Si, pour prendre un autre exemple que le marché cognitif, sur le marché de l’alimentation, les produits les plus demandés et les plus présents sont la pizza et le hamburger, c’est qu’ils satisfont à de très anciennes dispositions qui, à l’époque du pléistocène, nous permettaient de stocker du sucre sous forme de graisse, mais qui actuellement favorisent l’augmentation de l’obésité.

Il en va de même pour le marché cognitif. Le développement d’Internet ainsi que des réseaux sociaux, qui nous donne accès à une information pléthorique et dérégulée, ne nous a pas transformés. Il révèle simplement un secret de polichinelle que les idéologues ont toujours voulu caché. Ce secret, c’est notre médiocrité commune, notre avarice intellectuelle et cognitive, notre disposition à la crédulité.

M.H. : Faut-il en conclure, qu’en dépit de notre intérêt très réel pour la vérité, nous sommes tous des croyants ?

G.B. : C’est effectivement ce qu’il nous faut admettre. Le régime de la connaissance que permet le progrès de la science est un régime exceptionnel et celui de la croyance est notre régime normal. Nous sommes des êtres de croyance. Mais, et il faut être très attentif à ce point, cela ne signifie pas que nous sommes fondamentalement irrationnels, seulement que nous ne sommes pas des sujets omniscients, que notre rationalité est limitée.
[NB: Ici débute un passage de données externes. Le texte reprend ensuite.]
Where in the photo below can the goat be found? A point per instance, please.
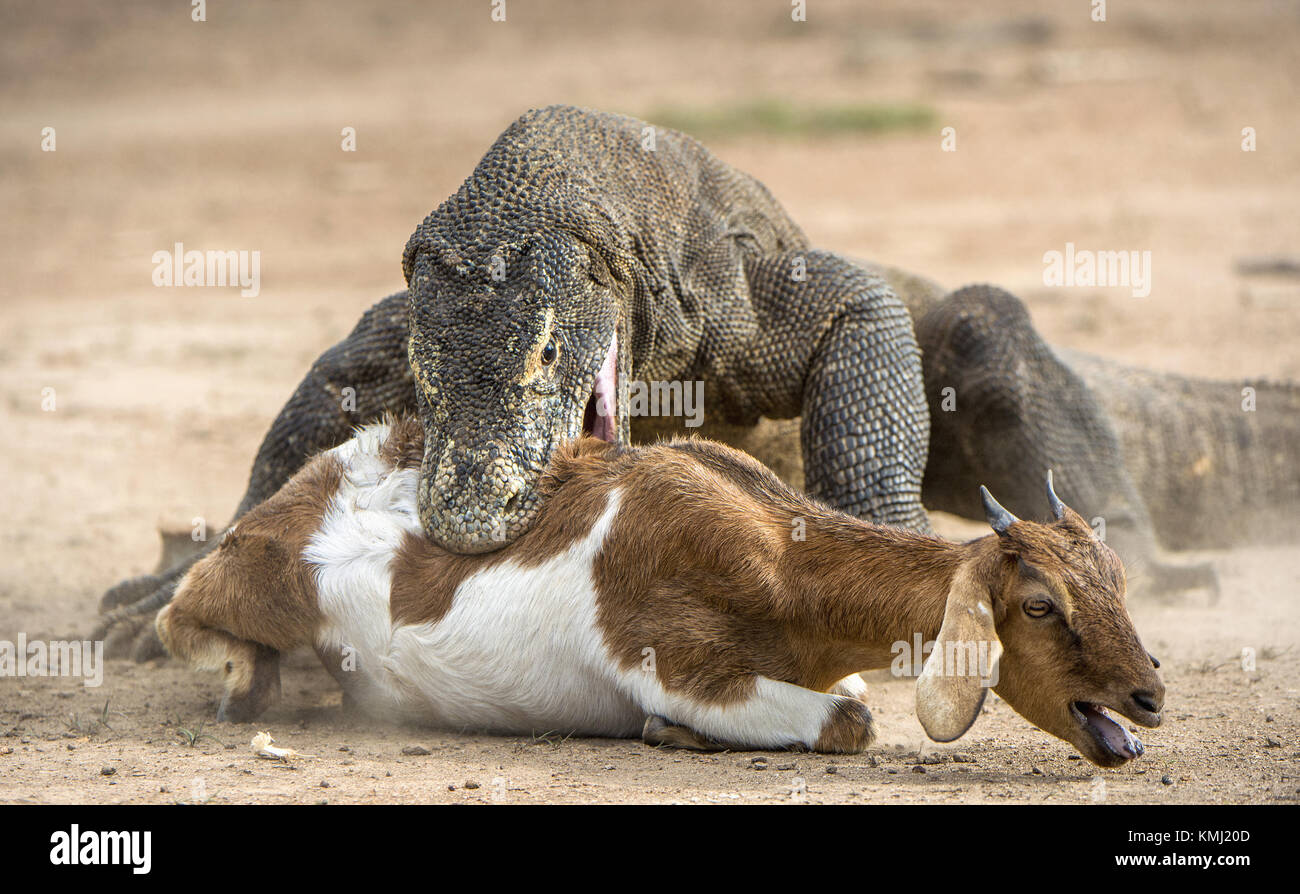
(676, 590)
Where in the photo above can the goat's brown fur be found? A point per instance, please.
(728, 576)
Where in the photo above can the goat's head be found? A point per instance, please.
(1051, 602)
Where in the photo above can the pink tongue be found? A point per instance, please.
(605, 425)
(1119, 740)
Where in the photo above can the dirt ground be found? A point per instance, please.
(226, 134)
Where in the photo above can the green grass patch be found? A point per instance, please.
(784, 118)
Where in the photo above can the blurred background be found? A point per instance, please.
(226, 134)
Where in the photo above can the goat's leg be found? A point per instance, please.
(351, 383)
(775, 715)
(250, 671)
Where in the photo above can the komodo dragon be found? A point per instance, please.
(588, 251)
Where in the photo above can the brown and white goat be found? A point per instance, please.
(677, 590)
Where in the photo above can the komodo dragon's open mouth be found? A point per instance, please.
(601, 416)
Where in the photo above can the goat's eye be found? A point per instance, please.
(1038, 607)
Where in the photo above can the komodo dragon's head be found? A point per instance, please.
(512, 352)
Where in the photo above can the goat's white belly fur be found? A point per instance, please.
(518, 651)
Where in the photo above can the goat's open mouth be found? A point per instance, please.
(601, 415)
(1110, 737)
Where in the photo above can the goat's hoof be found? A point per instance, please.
(263, 690)
(659, 732)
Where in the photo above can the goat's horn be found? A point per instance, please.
(1057, 506)
(999, 519)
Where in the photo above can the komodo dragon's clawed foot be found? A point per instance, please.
(1169, 582)
(129, 591)
(128, 632)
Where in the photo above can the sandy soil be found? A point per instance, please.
(1123, 134)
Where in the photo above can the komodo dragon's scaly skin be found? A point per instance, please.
(579, 226)
(580, 233)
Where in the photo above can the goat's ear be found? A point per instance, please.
(949, 698)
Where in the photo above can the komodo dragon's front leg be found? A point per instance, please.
(836, 347)
(352, 382)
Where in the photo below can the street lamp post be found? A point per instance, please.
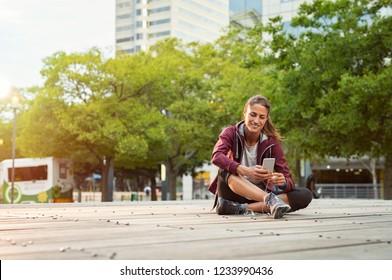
(14, 105)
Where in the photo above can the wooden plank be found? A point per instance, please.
(327, 229)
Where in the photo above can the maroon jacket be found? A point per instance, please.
(228, 153)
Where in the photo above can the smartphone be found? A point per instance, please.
(269, 163)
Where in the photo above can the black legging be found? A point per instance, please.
(299, 198)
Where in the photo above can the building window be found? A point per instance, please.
(159, 34)
(123, 40)
(160, 21)
(159, 10)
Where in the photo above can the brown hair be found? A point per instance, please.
(269, 128)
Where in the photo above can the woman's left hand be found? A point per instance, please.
(277, 179)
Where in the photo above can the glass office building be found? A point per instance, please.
(141, 23)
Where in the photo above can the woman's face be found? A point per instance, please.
(255, 118)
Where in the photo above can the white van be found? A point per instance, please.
(37, 180)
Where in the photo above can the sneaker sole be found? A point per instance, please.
(281, 211)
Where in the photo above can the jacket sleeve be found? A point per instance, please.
(282, 167)
(222, 155)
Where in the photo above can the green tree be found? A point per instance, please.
(333, 73)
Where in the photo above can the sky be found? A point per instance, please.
(31, 30)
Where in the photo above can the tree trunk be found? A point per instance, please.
(388, 177)
(106, 195)
(173, 185)
(153, 186)
(300, 181)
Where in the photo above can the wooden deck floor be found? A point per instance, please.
(187, 230)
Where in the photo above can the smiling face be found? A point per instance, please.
(256, 116)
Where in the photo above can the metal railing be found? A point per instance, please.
(362, 191)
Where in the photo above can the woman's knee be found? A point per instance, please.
(299, 198)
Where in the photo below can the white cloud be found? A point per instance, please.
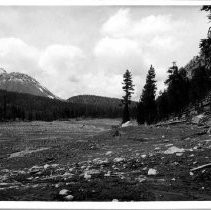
(128, 42)
(95, 63)
(16, 55)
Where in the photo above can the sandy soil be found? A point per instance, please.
(82, 161)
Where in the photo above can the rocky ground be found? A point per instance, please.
(82, 161)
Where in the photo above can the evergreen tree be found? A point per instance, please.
(199, 85)
(128, 89)
(162, 106)
(147, 105)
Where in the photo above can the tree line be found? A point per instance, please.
(181, 91)
(26, 107)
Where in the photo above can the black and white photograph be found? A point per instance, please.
(105, 103)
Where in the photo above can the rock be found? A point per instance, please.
(143, 156)
(109, 153)
(57, 185)
(87, 175)
(108, 173)
(152, 171)
(63, 192)
(126, 124)
(197, 119)
(54, 165)
(191, 173)
(69, 197)
(173, 150)
(46, 166)
(116, 133)
(118, 160)
(98, 161)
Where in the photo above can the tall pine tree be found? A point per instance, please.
(128, 89)
(147, 105)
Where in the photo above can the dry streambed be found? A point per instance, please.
(144, 163)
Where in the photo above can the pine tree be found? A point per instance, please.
(147, 100)
(128, 89)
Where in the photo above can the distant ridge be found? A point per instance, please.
(23, 83)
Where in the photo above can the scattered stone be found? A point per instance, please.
(46, 166)
(197, 119)
(118, 160)
(169, 145)
(57, 185)
(173, 150)
(126, 124)
(69, 197)
(108, 173)
(109, 153)
(87, 175)
(63, 192)
(152, 171)
(179, 154)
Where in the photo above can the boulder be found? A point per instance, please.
(126, 124)
(197, 119)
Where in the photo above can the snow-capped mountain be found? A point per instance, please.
(22, 83)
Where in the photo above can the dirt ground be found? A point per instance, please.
(81, 160)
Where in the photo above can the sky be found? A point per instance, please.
(74, 50)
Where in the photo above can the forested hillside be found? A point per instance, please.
(19, 106)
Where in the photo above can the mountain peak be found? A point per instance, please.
(23, 83)
(2, 71)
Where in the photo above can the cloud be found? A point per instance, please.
(131, 43)
(95, 65)
(16, 55)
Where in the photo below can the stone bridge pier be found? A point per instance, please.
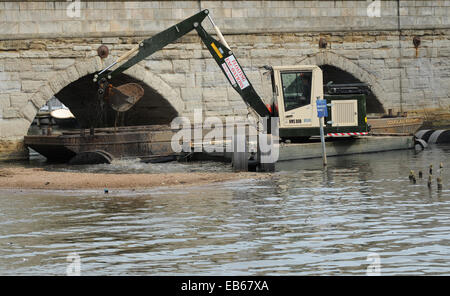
(401, 48)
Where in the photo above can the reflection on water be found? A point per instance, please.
(302, 221)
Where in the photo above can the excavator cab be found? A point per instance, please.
(295, 92)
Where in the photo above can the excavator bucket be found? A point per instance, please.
(123, 97)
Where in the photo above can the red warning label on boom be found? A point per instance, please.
(237, 72)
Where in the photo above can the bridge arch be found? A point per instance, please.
(329, 58)
(85, 68)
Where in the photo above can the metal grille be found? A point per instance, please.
(344, 113)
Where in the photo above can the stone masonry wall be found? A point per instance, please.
(43, 48)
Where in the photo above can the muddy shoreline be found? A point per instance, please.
(38, 178)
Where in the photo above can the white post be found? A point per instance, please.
(322, 139)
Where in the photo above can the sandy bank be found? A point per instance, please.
(37, 178)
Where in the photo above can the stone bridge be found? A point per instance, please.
(50, 49)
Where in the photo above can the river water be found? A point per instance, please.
(362, 212)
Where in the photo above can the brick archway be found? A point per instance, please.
(333, 59)
(82, 68)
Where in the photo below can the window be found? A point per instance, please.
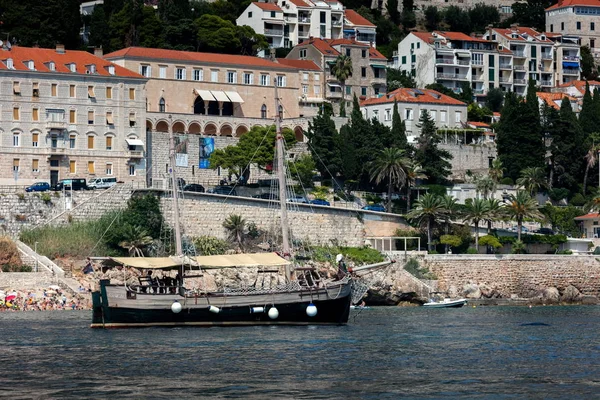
(231, 77)
(145, 71)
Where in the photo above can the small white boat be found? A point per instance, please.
(446, 303)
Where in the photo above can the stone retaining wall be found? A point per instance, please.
(520, 275)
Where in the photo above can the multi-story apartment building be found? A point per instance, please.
(368, 68)
(445, 111)
(576, 17)
(67, 114)
(286, 23)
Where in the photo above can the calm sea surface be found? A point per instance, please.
(474, 353)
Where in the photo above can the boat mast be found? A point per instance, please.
(178, 246)
(279, 151)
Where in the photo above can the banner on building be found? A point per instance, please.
(207, 146)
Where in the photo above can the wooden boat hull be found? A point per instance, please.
(113, 309)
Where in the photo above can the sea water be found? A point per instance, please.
(383, 353)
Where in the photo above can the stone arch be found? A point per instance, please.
(226, 130)
(210, 129)
(178, 127)
(194, 128)
(162, 126)
(240, 130)
(299, 134)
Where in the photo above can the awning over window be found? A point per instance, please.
(219, 95)
(134, 142)
(234, 97)
(205, 95)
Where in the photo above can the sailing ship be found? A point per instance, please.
(305, 298)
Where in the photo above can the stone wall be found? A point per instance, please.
(517, 275)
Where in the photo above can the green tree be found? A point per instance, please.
(391, 164)
(342, 70)
(475, 211)
(428, 154)
(520, 207)
(428, 211)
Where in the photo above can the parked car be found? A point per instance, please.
(38, 187)
(374, 207)
(227, 190)
(297, 199)
(193, 187)
(266, 196)
(320, 202)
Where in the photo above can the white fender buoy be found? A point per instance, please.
(176, 307)
(273, 313)
(311, 310)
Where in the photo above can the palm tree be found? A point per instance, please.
(414, 173)
(391, 164)
(236, 228)
(428, 209)
(135, 239)
(522, 206)
(475, 211)
(591, 158)
(532, 179)
(495, 212)
(342, 70)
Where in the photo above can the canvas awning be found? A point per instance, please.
(219, 95)
(134, 142)
(234, 97)
(205, 94)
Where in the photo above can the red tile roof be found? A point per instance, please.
(405, 95)
(42, 57)
(267, 6)
(190, 56)
(568, 3)
(356, 19)
(307, 65)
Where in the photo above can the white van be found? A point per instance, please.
(101, 183)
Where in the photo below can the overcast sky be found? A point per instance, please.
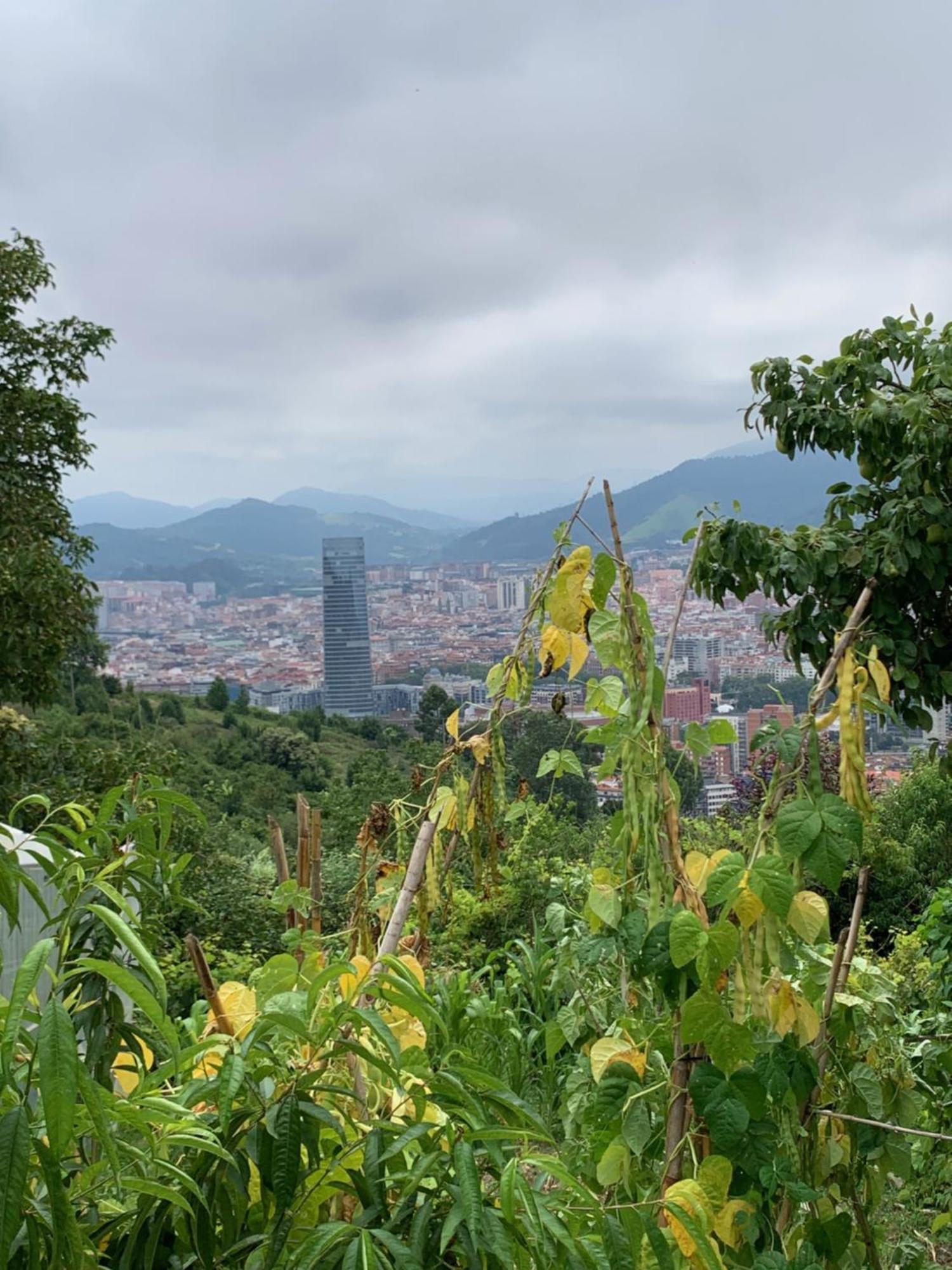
(464, 253)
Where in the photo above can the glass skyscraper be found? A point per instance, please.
(348, 680)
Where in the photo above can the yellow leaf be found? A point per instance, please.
(408, 1031)
(808, 1022)
(241, 1005)
(748, 906)
(568, 601)
(882, 676)
(555, 645)
(699, 868)
(480, 746)
(781, 1006)
(808, 915)
(689, 1196)
(790, 1010)
(579, 655)
(616, 1050)
(126, 1069)
(715, 1177)
(727, 1222)
(350, 982)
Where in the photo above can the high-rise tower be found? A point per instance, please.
(348, 680)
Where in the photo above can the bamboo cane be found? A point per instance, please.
(211, 994)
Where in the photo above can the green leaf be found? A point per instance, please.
(799, 825)
(125, 934)
(614, 1165)
(470, 1192)
(772, 882)
(720, 949)
(605, 695)
(687, 937)
(15, 1164)
(722, 732)
(604, 580)
(869, 1086)
(158, 1191)
(637, 1127)
(286, 1151)
(606, 904)
(659, 1247)
(560, 761)
(728, 1120)
(841, 820)
(827, 859)
(725, 879)
(68, 1240)
(699, 740)
(232, 1076)
(59, 1075)
(126, 982)
(507, 1191)
(27, 977)
(705, 1020)
(605, 633)
(789, 744)
(95, 1099)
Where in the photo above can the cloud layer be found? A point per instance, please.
(464, 255)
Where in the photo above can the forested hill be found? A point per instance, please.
(769, 488)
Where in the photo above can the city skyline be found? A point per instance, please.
(348, 675)
(433, 252)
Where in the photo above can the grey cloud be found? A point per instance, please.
(376, 246)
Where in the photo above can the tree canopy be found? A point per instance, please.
(885, 399)
(48, 606)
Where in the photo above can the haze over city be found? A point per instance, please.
(421, 251)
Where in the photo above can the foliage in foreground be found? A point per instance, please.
(680, 1070)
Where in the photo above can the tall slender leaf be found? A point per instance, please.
(15, 1163)
(126, 935)
(136, 991)
(23, 985)
(59, 1075)
(468, 1177)
(286, 1151)
(95, 1099)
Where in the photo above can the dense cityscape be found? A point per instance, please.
(397, 631)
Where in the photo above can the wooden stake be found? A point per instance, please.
(281, 866)
(413, 879)
(304, 849)
(209, 990)
(850, 633)
(861, 890)
(317, 877)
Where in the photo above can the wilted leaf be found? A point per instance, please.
(808, 915)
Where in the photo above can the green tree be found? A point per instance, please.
(48, 608)
(534, 733)
(885, 399)
(218, 695)
(436, 708)
(684, 766)
(909, 846)
(172, 708)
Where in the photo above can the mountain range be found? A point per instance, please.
(769, 487)
(256, 543)
(129, 512)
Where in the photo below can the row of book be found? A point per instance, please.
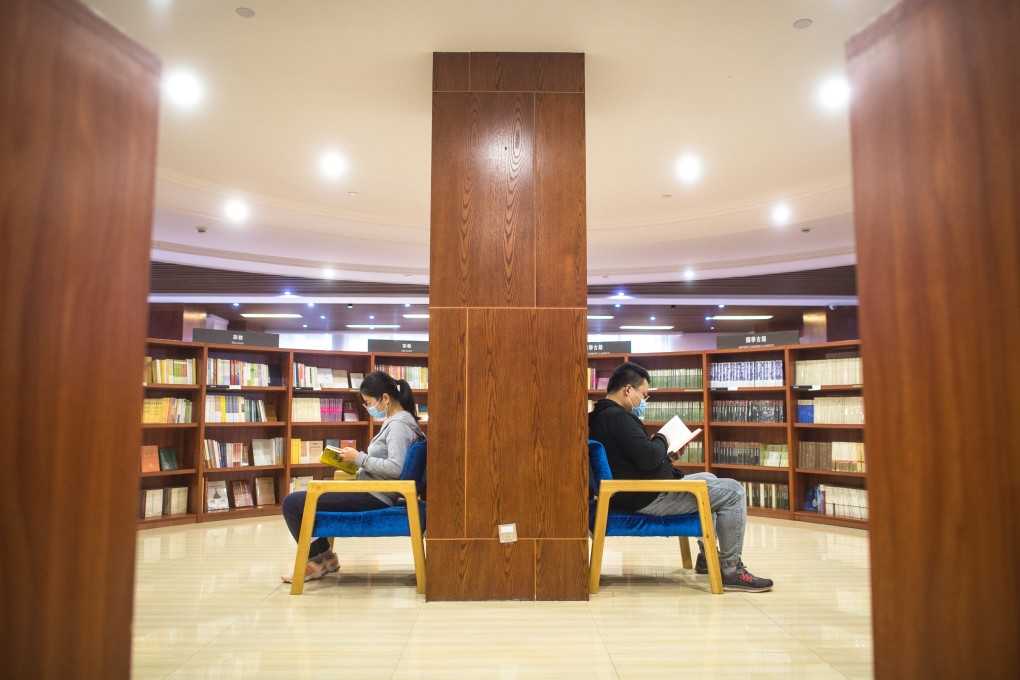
(837, 456)
(310, 451)
(676, 378)
(158, 459)
(166, 410)
(220, 494)
(168, 371)
(242, 373)
(831, 410)
(235, 454)
(689, 412)
(837, 371)
(322, 410)
(751, 453)
(766, 494)
(159, 502)
(319, 377)
(416, 376)
(837, 501)
(750, 411)
(235, 409)
(761, 373)
(693, 453)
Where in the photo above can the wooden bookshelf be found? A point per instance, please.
(277, 389)
(789, 432)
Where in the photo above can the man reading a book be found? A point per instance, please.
(632, 455)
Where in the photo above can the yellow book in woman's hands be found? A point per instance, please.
(332, 456)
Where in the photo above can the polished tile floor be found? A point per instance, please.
(209, 604)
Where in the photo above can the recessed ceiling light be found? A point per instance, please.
(184, 89)
(333, 164)
(236, 210)
(689, 168)
(271, 316)
(646, 327)
(780, 214)
(833, 93)
(741, 317)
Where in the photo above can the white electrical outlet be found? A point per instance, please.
(508, 533)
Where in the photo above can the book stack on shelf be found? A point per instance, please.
(751, 454)
(836, 456)
(689, 411)
(169, 371)
(769, 495)
(416, 376)
(751, 373)
(166, 410)
(837, 502)
(676, 378)
(749, 411)
(317, 410)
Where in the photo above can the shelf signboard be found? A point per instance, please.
(399, 347)
(614, 347)
(247, 337)
(752, 341)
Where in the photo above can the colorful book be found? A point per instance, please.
(150, 458)
(168, 458)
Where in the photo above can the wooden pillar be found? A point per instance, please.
(507, 334)
(78, 146)
(935, 123)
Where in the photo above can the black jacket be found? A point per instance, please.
(630, 453)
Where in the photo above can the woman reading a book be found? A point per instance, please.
(384, 459)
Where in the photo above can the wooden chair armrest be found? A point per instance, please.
(610, 486)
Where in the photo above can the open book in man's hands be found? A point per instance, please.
(677, 434)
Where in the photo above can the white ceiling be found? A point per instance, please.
(730, 81)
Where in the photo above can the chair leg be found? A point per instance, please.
(417, 545)
(598, 544)
(304, 542)
(685, 552)
(708, 536)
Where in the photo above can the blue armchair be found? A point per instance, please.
(407, 518)
(605, 522)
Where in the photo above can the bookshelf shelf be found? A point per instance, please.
(168, 473)
(831, 473)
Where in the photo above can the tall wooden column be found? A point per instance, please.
(507, 329)
(935, 126)
(79, 109)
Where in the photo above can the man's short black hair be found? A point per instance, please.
(627, 373)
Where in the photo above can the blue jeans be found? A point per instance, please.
(294, 509)
(728, 508)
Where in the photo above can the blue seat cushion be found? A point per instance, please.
(621, 523)
(384, 522)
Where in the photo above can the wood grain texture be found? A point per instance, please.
(561, 569)
(447, 423)
(934, 122)
(472, 570)
(482, 225)
(526, 460)
(78, 142)
(526, 71)
(561, 226)
(450, 71)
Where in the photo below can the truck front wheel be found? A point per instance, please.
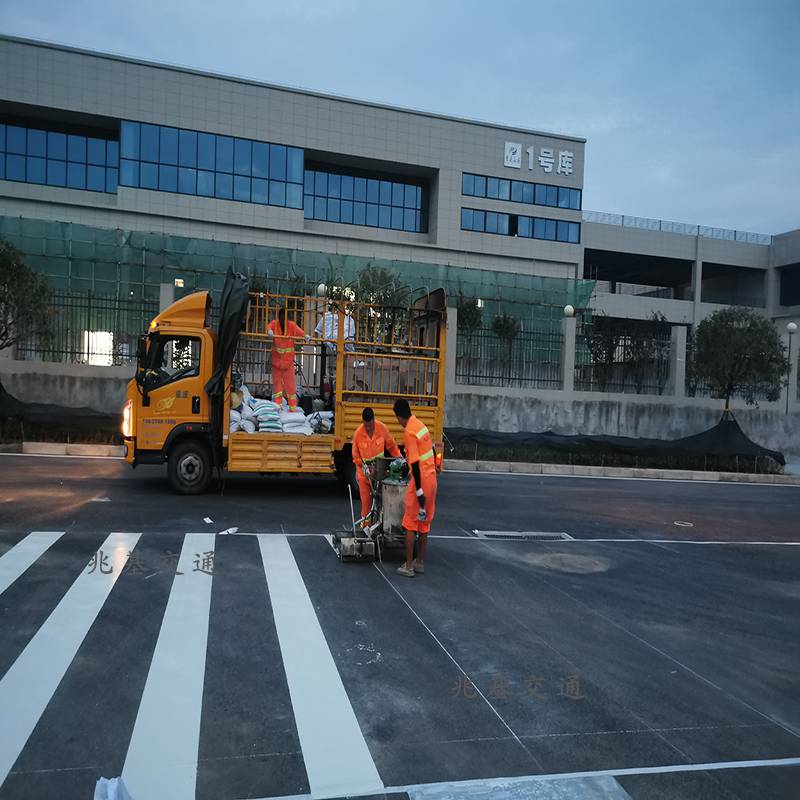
(189, 467)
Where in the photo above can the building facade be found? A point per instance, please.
(137, 181)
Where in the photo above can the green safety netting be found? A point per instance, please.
(124, 263)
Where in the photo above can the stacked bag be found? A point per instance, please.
(267, 414)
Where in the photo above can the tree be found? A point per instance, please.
(740, 352)
(24, 300)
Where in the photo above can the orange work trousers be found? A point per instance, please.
(283, 382)
(410, 521)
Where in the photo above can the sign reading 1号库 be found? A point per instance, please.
(546, 158)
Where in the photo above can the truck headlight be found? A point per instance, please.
(127, 420)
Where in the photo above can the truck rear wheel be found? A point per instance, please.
(189, 467)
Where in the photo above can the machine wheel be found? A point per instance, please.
(189, 467)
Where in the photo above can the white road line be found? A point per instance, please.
(16, 560)
(480, 473)
(27, 687)
(336, 756)
(162, 753)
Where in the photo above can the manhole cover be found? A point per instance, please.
(569, 562)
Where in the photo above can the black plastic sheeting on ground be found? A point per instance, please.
(50, 415)
(726, 438)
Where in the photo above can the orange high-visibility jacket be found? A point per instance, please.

D’abord parce que notre conscience est incarcérée dans un présent éternel (mes souvenirs ne sont que des reconstructions et mes anticipations du futur ne sont que des croyances) et dans un espace restreint ainsi que le montre l’expérience fort éclairante du sociologue américain de la connaissance, Gérard de Gré (1941).

Si l’on place un individu devant chacune des quatre faces peintes dans des couleurs différentes d’une pyramide, chaque individu attribuera à la pyramide la couleur de la face devant laquelle il est placé. Ce n’est que si on les autorise à faire le tour de la pyramide qu’ils découvriront leur erreur. Ensuite parce que nous voyons le monde à travers nos représentations culturelles. Les informations qui nous parviennent sont traitées dans des catégories de langage et de pensée qui nous rendent bien des services, mais qui peuvent nous conduire à des interprétations inexactes dès que nous sortons de notre contexte social. Pour un indien guayaki qui n’est jamais sorti de sa société, ce que j’appelle une télévision est un objet incompréhensible.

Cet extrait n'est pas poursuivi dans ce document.